I have just finished a new shamanic art piece and now see that the lesson in this work is about “painting what is not there.” Water is a very strange substance to render visually. The surface is always shifting and only visible at all because of what it is reflecting in each moment. This is also how I understand the experience of the alternate realities, whether these be the dream worlds, the subtle ah ha we feel when we catch the significance of a synchronicity in time and place, or the way that metaphor and analogy can shimmer on the edge of our awareness in the moment when we grasp their larger correspondences.
Often our response to this shifting water experience of seeing and not seeing is doubt. In my shamanic mentoring practice I counsel so many people who know what they have seen, and just as quickly doubt that anything was there to be seen.

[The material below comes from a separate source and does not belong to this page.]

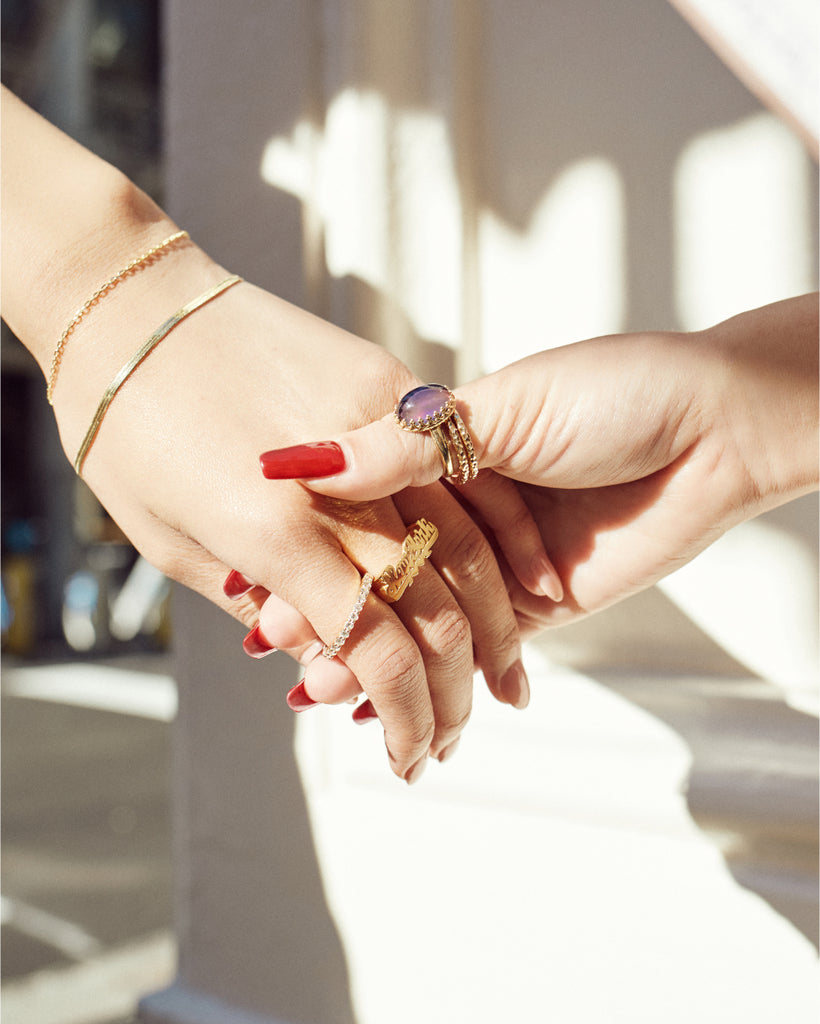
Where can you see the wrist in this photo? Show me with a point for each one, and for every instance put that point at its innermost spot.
(767, 408)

I often have clients experience a shiver of insight during a Journey Oracle card reading, only to doubt that such an awakening will make any real difference in their situation.

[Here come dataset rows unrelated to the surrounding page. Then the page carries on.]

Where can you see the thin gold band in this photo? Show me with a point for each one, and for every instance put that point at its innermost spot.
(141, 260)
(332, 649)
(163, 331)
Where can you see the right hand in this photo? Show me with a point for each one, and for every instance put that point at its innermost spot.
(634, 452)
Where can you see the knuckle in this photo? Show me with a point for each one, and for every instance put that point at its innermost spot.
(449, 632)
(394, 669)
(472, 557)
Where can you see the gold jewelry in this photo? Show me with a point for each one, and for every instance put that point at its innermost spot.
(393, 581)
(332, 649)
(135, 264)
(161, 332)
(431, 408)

Richard Wagamese writes so beautifully in Keeper’n Me about how we all have to search out our own truth and find our own life. How do we find what is true for ourselves when mostly what we see is a reflection? For myself, I am learning to stop asking so many questions and just watch. Watch the day, watch the weather, watch the seasons always transforming in each moment. In this painting, titled Reckoning, I watch my truth emerge in a bear skull and water and the shifting of life and death back to life.